High-affinity Rep-binding is not required for the replication of a geminivirus DNA and its satellite.

The 682-nt satellite DNA (sat-DNA) of Tomato leaf curl virus (TLCV) depends on the helper virus for its replication. In contrast to the strict specificity that exists in each geminivirus for its cognate replication associated protein (Rep), TLCV sat-DNA can utilize Rep encoded by distinct geminiviruses. We have used a combination of protein-binding assays and mutagenesis to show that repeat motifs in TLCV and sat-DNA are essential for Rep-binding in vitro. Surprisingly, mutants of TLCV and sat-DNA impaired in their ability to bind TLCV Rep in vitro were infectious in tomato. Thus, in contrast to other geminiviruses reported, TLCV and sat-DNA replication is independent of the high-affinity in vitro Rep binding. These results prompt a reassessment of the current model of geminivirus replication where Rep/DNA interaction is a highly specific step in the initiation of rolling circle replication.

Identification of the replication-associated protein binding domain within the intergenic region of tomato leaf curl geminivirus.

The geminiviral replication-associated protein (Rep) is the only viral protein required for viral DNA replication. Tomato leaf curl virus (TLCV) Rep was expressed in Escherichia coli as a histidine-tagged fusion protein and purified to homogeneity in non-denaturing form. The fusion protein was used in in vitro binding experiments to identify the Rep-binding elements within the origin of replication of TLCV. Electrophoretic mobility shift assays demonstrated that the Rep binds specifically to a 120 bp fragment within the TLCV intergenic region.
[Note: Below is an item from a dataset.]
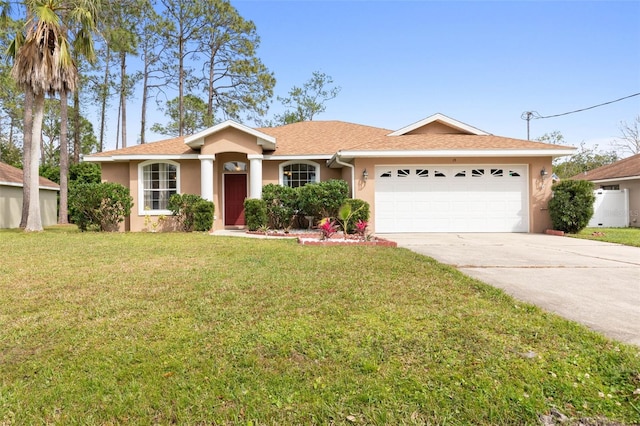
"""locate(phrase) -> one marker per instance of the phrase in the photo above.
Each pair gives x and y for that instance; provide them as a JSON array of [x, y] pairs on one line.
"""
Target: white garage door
[[480, 198]]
Fine resolution of the binding regions within the 120 bp fragment, using DNase I footprinting, demonstrated two footprints covering the sequences GCAATTGGTGTCTCTCAA and TGAATCGGTGTCTGGGG containing a direct repeat of the motif GGTGTCT (underlined). Our results suggest that the repeated motif is involved in virus-specific Rep-binding, but may not constitute the entire binding element. This is the first demonstration of geminivirus sequence elements involved in Rep-binding by direct protein-DNA interaction assays.